Arquitetura da felicidade: como uma casa se torna um lar
Por Bruna Bessi
Transformar o imóvel em um lar implica trazer personalidade aos ambientes e atender às necessidades dos moradores
Não há nada mais relaxante do que chegar em casa, desde que a casa seja de fato um lar. Isto é, um espaço que nos acolhe e protege. Onde nos sentimos confortáveis com nós mesmos e identificamos os objetos, a disposição dos móveis, os habitantes e os hábitos, porque todos refletem nossos gostos e desejos. “O lar é um espaço único, onde nos desarmamos e vivemos de modo autêntico. Por isso, é essencial ter as necessidades atendidas nesse espaço para sermos felizes”, afirma a psicóloga comportamental Angelita Corrêa Scardua, especialista em psicologia da felicidade.

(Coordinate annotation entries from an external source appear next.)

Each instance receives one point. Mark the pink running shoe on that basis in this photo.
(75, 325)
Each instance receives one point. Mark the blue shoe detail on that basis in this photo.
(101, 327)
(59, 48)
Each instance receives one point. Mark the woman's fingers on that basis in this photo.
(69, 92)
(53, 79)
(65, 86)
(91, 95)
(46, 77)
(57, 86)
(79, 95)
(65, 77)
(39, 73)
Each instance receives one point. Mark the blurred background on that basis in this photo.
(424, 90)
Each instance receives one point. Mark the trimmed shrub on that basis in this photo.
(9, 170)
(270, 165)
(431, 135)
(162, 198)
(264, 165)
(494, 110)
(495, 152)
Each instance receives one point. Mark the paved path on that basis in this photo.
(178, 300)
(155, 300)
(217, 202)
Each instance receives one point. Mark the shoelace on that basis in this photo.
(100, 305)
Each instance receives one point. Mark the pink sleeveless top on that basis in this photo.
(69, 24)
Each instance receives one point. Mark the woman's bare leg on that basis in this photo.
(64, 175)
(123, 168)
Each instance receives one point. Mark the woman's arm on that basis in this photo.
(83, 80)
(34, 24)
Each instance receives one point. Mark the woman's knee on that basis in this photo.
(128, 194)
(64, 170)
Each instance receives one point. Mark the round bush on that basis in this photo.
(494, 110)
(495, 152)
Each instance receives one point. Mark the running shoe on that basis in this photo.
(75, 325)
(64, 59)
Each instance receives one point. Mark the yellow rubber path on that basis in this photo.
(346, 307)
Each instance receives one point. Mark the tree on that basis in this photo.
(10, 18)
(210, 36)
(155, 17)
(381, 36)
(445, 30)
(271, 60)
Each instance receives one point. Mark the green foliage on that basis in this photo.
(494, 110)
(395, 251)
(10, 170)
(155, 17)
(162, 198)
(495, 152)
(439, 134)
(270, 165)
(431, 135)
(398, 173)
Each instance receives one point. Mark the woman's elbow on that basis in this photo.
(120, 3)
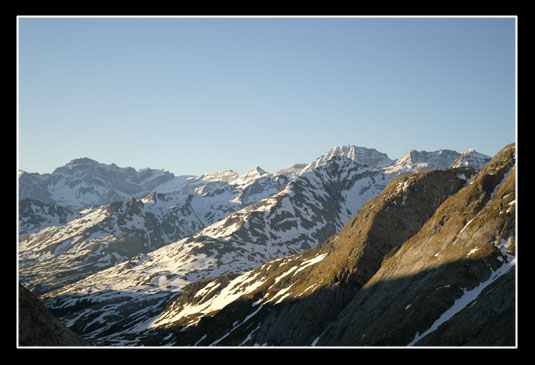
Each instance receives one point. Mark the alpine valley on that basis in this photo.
(351, 249)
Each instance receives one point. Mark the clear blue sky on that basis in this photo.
(196, 95)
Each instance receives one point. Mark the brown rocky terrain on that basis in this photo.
(428, 262)
(38, 327)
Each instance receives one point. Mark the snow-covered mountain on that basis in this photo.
(314, 206)
(415, 161)
(60, 254)
(83, 183)
(110, 273)
(35, 215)
(471, 158)
(427, 262)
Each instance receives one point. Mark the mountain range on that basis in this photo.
(126, 257)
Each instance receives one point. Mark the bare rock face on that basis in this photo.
(427, 262)
(38, 327)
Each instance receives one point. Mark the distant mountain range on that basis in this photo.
(126, 257)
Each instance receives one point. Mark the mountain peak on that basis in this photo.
(256, 170)
(77, 162)
(366, 156)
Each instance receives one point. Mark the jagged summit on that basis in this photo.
(362, 155)
(414, 161)
(471, 158)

Isso explica a sensação de frieza e falta de emoção que muitas vezes temos ao entrar em ambientes tirados de páginas de revista ou totalmente decorados por um profissional contratado. “Copiar um projeto pronto resulta em uma aceitação social maior, porém, não nos favorece, porque nossa personalidade não está ali impressa. É apenas o clichê de uma situação confortável”, reforça Leandro Karnal, historiador e professor da Unicamp.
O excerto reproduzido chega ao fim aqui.